After I was diagnosed with breast cancer in December 2017, I wanted to know why.  Why had this happened to me, especially as I was still young, having only just turned 45.

I had discovered the lump in my breast 12 months prior to being diagnosed, at the time I checked in with my doctor and had an ultrasound but was advised that the lump was simply normal breast tissue. But a year later I noticed that the lump had increased in size, so I went back to my doctor for further investigations and an ultrasound detected a tumour.

I considered myself to be fit and healthy, although my Mum had also experienced a breast cancer diagnosis when she was 70, 9 years before my own diagnosis, so too had my Aunt, her sister, and my cousin who was also diagnosed when she was 50. All of these are from my Mum’s side of her family and so upon my own diagnosis, I put it down to genetics.  I am very happy to say that my Mum has fully recovered from her breast cancer.

Yet, despite this family history, my genetic testing, which I underwent on the advice of my Oncologist, showed no genetic mutations or at least none that could be detected at this stage in the science. Naturally, I was relieved, but equally, I felt disheartened to not find the answer to my ‘why’.

I was left wondering how I could go about reducing the risk of this happening again, if I couldn’t definitively say what caused it.  Equally, how could I protect my young daughter from potentially going through the same experience?

I knew my diagnosis was only the beginning of my journey and to move forward, I would need to consider all of the ways that I can reduce the risk to myself and my family.

My breast cancer diagnosis was Stage I, Grade II oestrogen positive with both ductal and lobular tumours,  following a mastectomy, reconstruction, and hormone implant treatments, I was advised by my Oncologist to also have my ovaries removed to further reduce my ongoing risk. I already had my family with no plans for more children and as I was close in age to a natural menopause, it was not a difficult decision to make.
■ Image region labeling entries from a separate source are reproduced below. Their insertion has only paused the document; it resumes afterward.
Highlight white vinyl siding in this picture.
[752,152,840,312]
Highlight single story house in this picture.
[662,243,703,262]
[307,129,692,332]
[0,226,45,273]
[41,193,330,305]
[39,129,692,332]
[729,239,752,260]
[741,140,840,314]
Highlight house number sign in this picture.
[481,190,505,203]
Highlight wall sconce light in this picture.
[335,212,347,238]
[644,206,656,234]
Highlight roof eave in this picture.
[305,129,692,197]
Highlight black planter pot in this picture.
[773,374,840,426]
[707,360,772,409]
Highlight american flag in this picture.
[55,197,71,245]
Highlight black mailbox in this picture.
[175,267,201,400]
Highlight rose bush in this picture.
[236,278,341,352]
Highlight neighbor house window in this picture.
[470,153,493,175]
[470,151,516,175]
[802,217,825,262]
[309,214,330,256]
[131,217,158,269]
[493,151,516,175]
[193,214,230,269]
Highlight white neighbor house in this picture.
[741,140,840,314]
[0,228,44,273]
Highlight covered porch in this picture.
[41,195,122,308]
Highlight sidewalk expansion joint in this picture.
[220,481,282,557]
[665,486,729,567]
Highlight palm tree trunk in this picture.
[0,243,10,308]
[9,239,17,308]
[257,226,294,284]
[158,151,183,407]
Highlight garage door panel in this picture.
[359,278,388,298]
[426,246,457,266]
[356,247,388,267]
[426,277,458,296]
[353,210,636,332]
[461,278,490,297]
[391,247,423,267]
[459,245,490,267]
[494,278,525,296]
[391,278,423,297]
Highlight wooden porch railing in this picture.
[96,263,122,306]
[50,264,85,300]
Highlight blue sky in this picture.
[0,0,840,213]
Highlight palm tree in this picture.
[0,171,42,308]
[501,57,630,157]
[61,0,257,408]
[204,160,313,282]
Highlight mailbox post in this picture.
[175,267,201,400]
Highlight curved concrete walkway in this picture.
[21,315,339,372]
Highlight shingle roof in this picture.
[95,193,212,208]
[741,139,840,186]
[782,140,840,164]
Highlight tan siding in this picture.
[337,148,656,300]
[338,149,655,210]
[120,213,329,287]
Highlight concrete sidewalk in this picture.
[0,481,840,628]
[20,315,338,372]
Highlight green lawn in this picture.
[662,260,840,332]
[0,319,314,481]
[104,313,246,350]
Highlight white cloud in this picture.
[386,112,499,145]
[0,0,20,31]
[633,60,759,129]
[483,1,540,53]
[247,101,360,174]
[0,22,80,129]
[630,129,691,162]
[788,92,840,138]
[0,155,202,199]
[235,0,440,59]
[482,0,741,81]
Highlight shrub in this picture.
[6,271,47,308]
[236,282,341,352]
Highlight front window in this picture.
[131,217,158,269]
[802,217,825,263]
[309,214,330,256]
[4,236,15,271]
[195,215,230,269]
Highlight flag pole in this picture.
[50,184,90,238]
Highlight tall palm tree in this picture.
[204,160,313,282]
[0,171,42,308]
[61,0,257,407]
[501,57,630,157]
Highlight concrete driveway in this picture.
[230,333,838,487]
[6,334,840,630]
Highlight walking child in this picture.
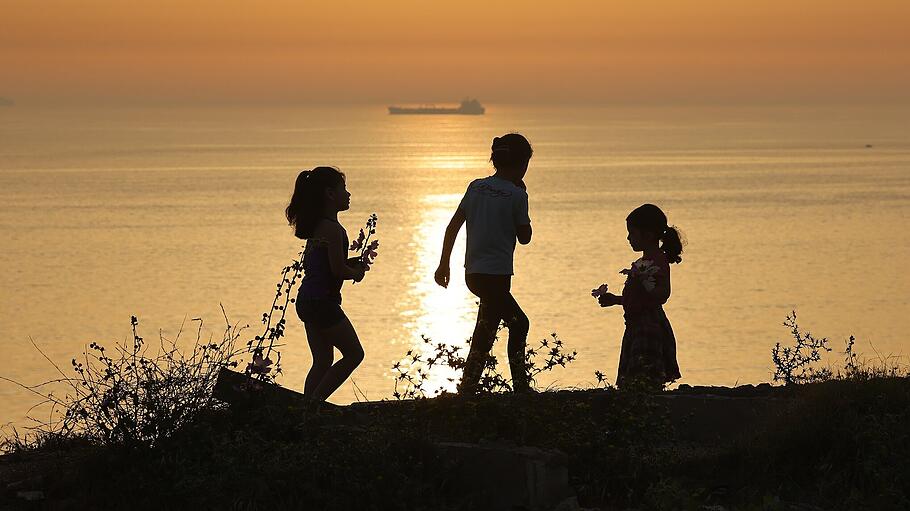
[285,167,369,402]
[598,204,683,389]
[435,133,533,394]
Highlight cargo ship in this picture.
[389,99,486,115]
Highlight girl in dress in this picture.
[285,167,368,402]
[598,204,682,389]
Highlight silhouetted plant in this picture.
[392,333,578,400]
[771,311,910,385]
[1,308,243,446]
[244,251,304,383]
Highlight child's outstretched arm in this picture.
[434,208,465,287]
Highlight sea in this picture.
[0,104,910,428]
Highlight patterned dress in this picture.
[616,251,680,387]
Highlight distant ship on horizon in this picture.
[389,99,486,115]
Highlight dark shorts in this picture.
[296,296,345,328]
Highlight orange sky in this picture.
[0,0,910,102]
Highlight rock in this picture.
[434,442,577,511]
[16,490,44,502]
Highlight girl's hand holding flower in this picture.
[597,293,622,307]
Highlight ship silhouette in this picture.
[389,99,486,115]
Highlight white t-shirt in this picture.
[458,176,531,275]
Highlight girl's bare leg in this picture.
[303,323,335,398]
[307,317,363,401]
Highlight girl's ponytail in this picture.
[626,204,683,264]
[284,167,344,239]
[660,225,682,264]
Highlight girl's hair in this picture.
[626,204,682,264]
[490,133,534,170]
[284,167,344,239]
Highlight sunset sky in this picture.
[0,0,910,103]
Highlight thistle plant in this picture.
[244,251,304,383]
[4,308,245,447]
[392,333,578,400]
[771,311,831,385]
[348,213,379,267]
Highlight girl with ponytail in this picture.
[285,167,368,402]
[598,204,683,389]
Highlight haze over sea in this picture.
[0,104,910,424]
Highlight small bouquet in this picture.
[619,257,660,292]
[349,213,379,268]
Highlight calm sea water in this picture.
[0,105,910,423]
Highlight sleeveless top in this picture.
[297,222,347,303]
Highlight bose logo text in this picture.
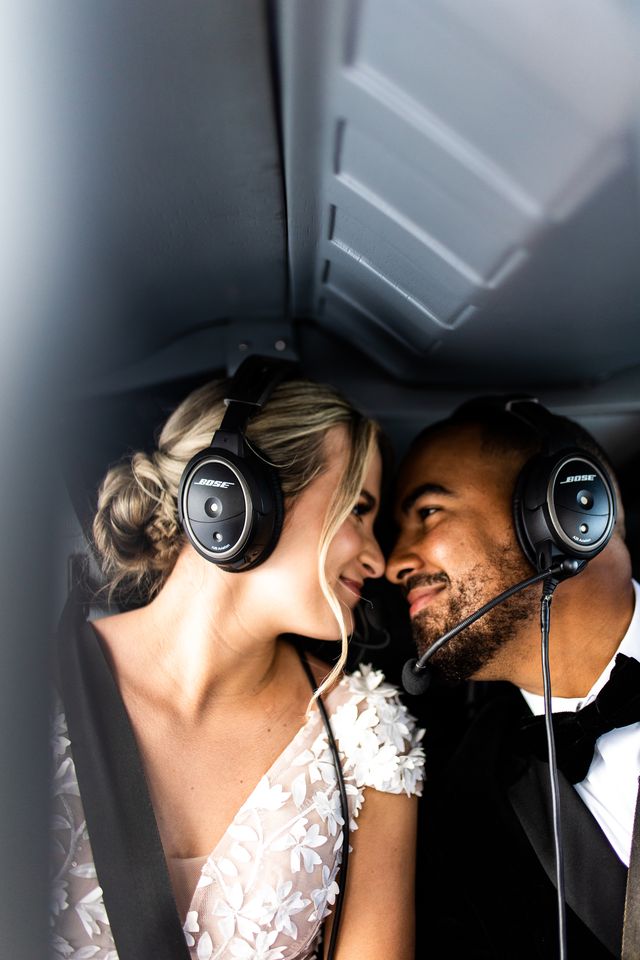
[195,477,235,490]
[560,473,596,486]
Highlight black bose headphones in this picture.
[453,397,617,575]
[178,356,296,573]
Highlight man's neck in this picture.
[476,561,635,698]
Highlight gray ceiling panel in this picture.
[278,0,640,387]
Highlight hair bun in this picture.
[93,453,182,599]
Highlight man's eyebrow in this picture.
[400,483,454,513]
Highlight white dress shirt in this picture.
[520,580,640,866]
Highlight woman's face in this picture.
[256,427,384,640]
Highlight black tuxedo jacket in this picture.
[416,688,627,960]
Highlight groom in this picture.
[387,402,640,960]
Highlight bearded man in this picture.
[387,401,640,960]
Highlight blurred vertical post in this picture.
[0,0,64,960]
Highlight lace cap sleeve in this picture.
[331,665,424,796]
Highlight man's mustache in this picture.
[402,573,451,597]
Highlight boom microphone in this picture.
[402,558,585,697]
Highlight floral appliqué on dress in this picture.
[51,666,424,960]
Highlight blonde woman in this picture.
[52,372,423,960]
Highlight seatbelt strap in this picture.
[621,777,640,960]
[58,587,189,960]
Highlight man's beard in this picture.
[405,544,540,680]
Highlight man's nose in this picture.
[385,538,422,584]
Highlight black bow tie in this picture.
[519,653,640,783]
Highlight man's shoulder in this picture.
[440,683,529,792]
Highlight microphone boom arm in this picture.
[413,563,566,673]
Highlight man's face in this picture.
[387,426,539,679]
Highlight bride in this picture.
[52,368,423,960]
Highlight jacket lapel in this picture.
[507,757,627,956]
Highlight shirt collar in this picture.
[520,580,640,716]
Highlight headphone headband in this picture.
[452,395,616,573]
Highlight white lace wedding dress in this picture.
[51,666,424,960]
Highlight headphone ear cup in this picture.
[220,444,284,573]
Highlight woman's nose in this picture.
[360,534,384,577]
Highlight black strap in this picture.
[58,589,189,960]
[297,648,350,960]
[621,777,640,960]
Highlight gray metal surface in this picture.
[278,0,640,388]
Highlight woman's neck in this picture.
[96,549,285,714]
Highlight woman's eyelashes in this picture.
[351,494,376,518]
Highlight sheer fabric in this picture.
[51,666,424,960]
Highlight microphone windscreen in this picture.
[402,658,431,697]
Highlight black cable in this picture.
[298,650,350,960]
[413,564,563,672]
[540,577,567,960]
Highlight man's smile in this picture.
[407,583,446,619]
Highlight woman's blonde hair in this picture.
[93,380,379,692]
But while I was happy to be alive and cured, I also felt like my journey to date had left me feeling like a victim - my sense of control had been completely lost from the moment I’d heard the words “you have cancer”.
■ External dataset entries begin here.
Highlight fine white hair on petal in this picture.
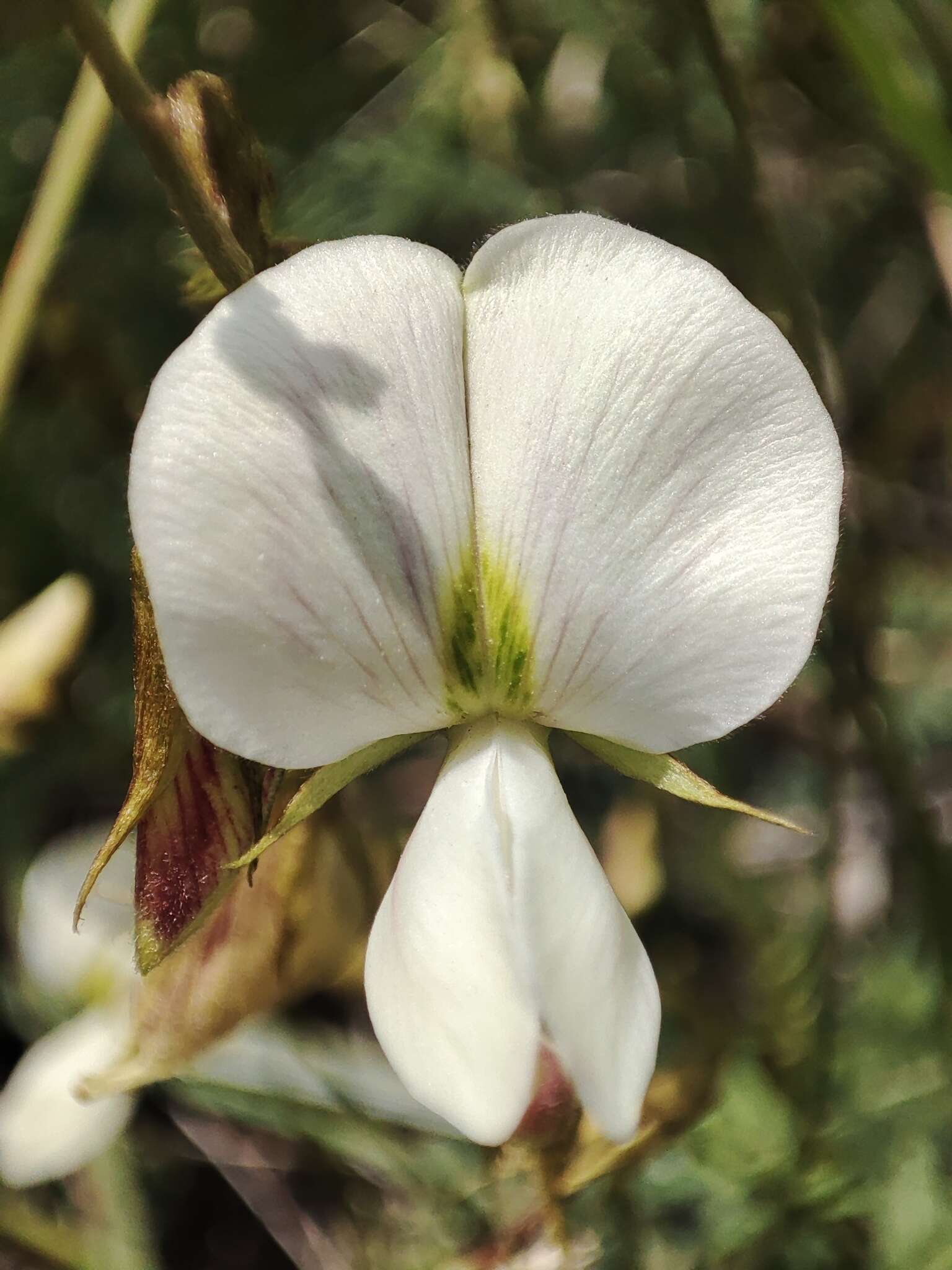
[496,722,661,1142]
[0,1007,134,1186]
[364,722,543,1145]
[130,238,471,767]
[366,717,660,1145]
[464,213,843,752]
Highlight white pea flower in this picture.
[130,215,842,1143]
[0,825,134,1186]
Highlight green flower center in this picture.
[443,549,534,717]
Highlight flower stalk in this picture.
[60,0,255,291]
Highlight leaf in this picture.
[566,732,810,835]
[227,732,439,869]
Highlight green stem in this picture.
[0,0,157,427]
[60,0,254,291]
[0,1189,93,1270]
[80,1137,159,1270]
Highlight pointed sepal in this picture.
[566,732,810,835]
[73,549,190,928]
[76,776,403,1097]
[229,732,430,869]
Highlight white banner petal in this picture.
[464,215,842,752]
[130,238,471,767]
[498,724,661,1142]
[366,720,539,1145]
[0,1006,134,1186]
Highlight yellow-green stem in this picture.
[60,0,255,291]
[0,0,157,427]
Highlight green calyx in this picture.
[443,549,534,717]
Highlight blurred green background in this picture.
[0,0,952,1270]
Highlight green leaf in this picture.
[226,732,431,869]
[566,732,810,835]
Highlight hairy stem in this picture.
[60,0,255,291]
[0,0,157,427]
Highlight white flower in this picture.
[0,1006,134,1186]
[130,215,842,1143]
[0,825,134,1186]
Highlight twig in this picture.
[60,0,255,291]
[0,0,157,427]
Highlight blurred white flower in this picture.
[0,1003,134,1186]
[130,215,842,1143]
[0,825,134,1186]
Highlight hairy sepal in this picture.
[566,732,810,835]
[227,732,430,870]
[73,548,190,928]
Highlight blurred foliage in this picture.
[0,0,952,1270]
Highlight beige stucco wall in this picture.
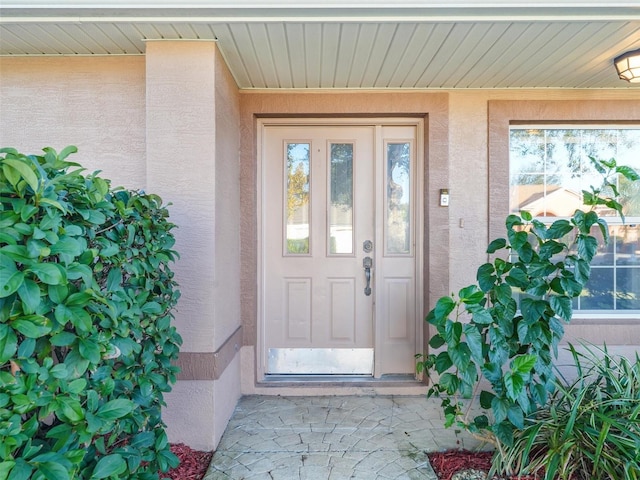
[146,41,240,450]
[0,45,640,449]
[0,56,146,188]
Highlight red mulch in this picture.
[163,443,213,480]
[428,450,493,480]
[428,450,534,480]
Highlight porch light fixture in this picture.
[613,49,640,83]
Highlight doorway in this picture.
[258,119,423,377]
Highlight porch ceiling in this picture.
[0,0,640,89]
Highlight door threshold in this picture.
[257,374,424,387]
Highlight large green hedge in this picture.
[0,147,181,480]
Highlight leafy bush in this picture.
[0,147,181,480]
[492,346,640,480]
[417,158,640,451]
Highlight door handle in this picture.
[362,257,373,297]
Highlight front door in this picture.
[261,123,419,376]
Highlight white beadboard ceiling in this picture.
[0,0,640,89]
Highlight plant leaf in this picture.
[90,453,127,480]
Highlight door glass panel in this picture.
[329,143,353,253]
[385,142,411,254]
[285,143,311,254]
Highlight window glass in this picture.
[285,143,311,254]
[329,143,353,253]
[385,142,411,254]
[509,125,640,312]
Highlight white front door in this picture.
[261,122,420,376]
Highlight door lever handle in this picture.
[362,257,373,297]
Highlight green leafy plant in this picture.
[0,147,181,480]
[492,345,640,480]
[417,158,640,451]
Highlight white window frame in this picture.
[508,125,640,319]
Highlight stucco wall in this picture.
[0,56,146,188]
[213,43,241,351]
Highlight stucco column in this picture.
[146,41,241,450]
I began reading and sourcing as much scientific research as I could, searching for answers. I looked into the various chemicals I had come into contact with every day, through the common household products I was using and I learned that some toxic chemicals, which include endocrine disruptors, can have harmful effects on health and can bio-accumulate in our bodies. Equally, I learned what can hurt me as a human, can also contribute to the destruction of our beautiful natural environment which is also a cause close to my heart.
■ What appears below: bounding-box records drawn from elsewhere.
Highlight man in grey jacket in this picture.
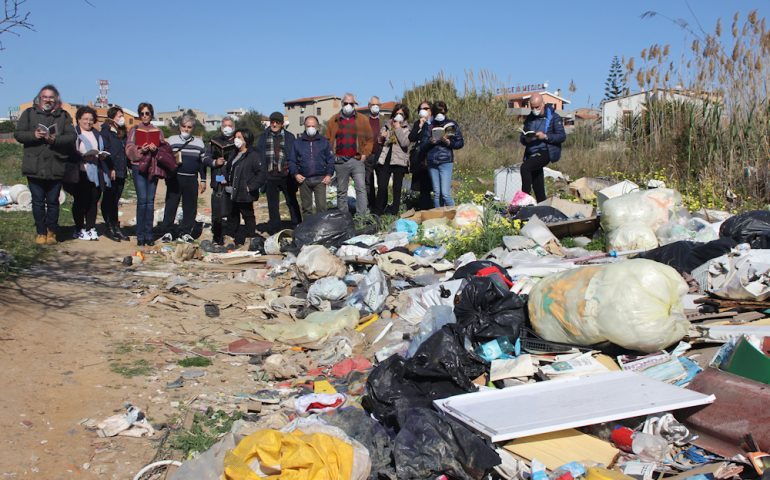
[13,85,77,245]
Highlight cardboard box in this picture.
[538,197,594,219]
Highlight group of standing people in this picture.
[15,85,565,246]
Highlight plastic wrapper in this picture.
[528,259,690,353]
[601,188,682,232]
[509,190,537,207]
[319,407,396,480]
[452,203,484,228]
[422,218,457,243]
[294,210,356,250]
[406,305,457,358]
[639,238,736,273]
[297,245,347,280]
[254,307,361,348]
[454,277,526,344]
[513,205,569,223]
[396,218,418,242]
[693,245,770,301]
[607,223,658,252]
[719,210,770,249]
[348,265,389,313]
[393,408,500,480]
[307,277,348,307]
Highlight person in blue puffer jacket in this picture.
[420,100,465,208]
[519,93,567,203]
[289,115,334,215]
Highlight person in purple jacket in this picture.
[289,115,334,215]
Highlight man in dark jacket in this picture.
[257,112,302,233]
[519,93,567,202]
[13,85,77,245]
[204,117,236,245]
[289,115,334,215]
[100,105,128,242]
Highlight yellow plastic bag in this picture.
[224,430,353,480]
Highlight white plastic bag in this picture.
[528,259,690,353]
[297,245,346,280]
[602,188,682,232]
[452,203,484,228]
[607,223,658,252]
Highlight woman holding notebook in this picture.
[126,102,164,246]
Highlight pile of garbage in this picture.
[100,179,770,480]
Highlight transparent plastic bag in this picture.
[528,259,690,353]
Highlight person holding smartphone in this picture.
[13,85,77,245]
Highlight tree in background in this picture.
[604,55,628,100]
[235,110,265,137]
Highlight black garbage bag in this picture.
[452,260,513,288]
[294,210,356,251]
[455,277,526,344]
[320,407,397,480]
[513,205,569,223]
[249,235,265,253]
[393,408,500,480]
[361,324,486,430]
[719,210,770,248]
[639,237,738,273]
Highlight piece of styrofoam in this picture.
[433,372,715,442]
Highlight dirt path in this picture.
[0,188,276,479]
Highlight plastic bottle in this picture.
[612,427,669,462]
[476,337,516,362]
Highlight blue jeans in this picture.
[428,162,455,208]
[27,177,61,235]
[131,165,158,241]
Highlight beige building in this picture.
[283,95,342,135]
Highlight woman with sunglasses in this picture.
[72,107,115,240]
[420,100,465,208]
[409,100,433,210]
[126,102,164,246]
[375,103,410,215]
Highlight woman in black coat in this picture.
[225,128,265,245]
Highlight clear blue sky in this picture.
[0,0,770,116]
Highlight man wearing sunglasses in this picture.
[326,93,373,215]
[257,112,302,234]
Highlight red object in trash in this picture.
[610,427,636,453]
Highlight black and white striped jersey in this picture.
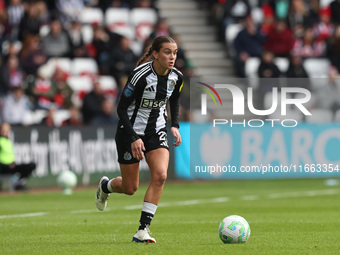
[117,61,183,141]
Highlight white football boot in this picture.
[96,176,110,211]
[132,227,156,243]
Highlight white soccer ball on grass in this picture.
[218,215,250,243]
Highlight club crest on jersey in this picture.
[141,98,167,109]
[168,80,176,91]
[124,151,132,160]
[123,82,135,97]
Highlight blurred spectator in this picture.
[28,65,57,109]
[327,25,340,72]
[316,67,340,113]
[313,8,334,41]
[288,0,318,38]
[0,0,11,44]
[261,4,275,35]
[286,55,308,79]
[258,51,281,78]
[293,28,326,58]
[40,105,56,127]
[20,35,47,75]
[42,19,71,57]
[111,37,138,87]
[18,2,41,41]
[234,17,265,77]
[263,20,295,57]
[257,51,281,109]
[330,0,340,25]
[68,21,89,58]
[56,0,84,23]
[83,0,100,8]
[98,0,130,12]
[61,105,84,126]
[2,86,32,125]
[224,0,250,27]
[92,25,112,74]
[0,122,36,190]
[7,0,25,40]
[2,41,21,63]
[52,66,73,109]
[0,55,24,95]
[134,0,153,8]
[171,34,193,77]
[82,81,105,124]
[91,98,118,125]
[286,55,312,94]
[268,0,290,19]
As a result of my research, I decided it was time to reduce the toxins in my daily life. But while living a life with zero toxins is a wonderful aspiration, I learned it’s not easily achievable in the modern world and could leave me feeling stressed out and panicked, which of course would not be good for my health either!

My post-breast cancer journey has taught me that I can easily lower my exposure to the toxins in my life, by examining the ingredients in many common household items like cosmetics, candles & perfumes, plastics & cleaning products and that I can then swap to using more natural products. I have empowered myself to take control of what I can control, by learning a set of simple actions, and gathering tips and resources, all of which make me feel safer and that I have done as much as I can to lower my risk of recurrence.

I can honestly say that despite the many ups and downs, I’m glad this happened. It has enabled me to live my life to the fullest and focus on the important people and things in my life. I now enjoy simple pleasures like the smell of flowers in the garden, a beautiful starry night, and the warmth of the sun on my skin.

I hope that a cure is found one day, but also that researchers can educate the community on how to prevent breast and other cancers from developing in the first instance. It’s only through prevention that my daughter and many others will be spared the experience of breast cancer.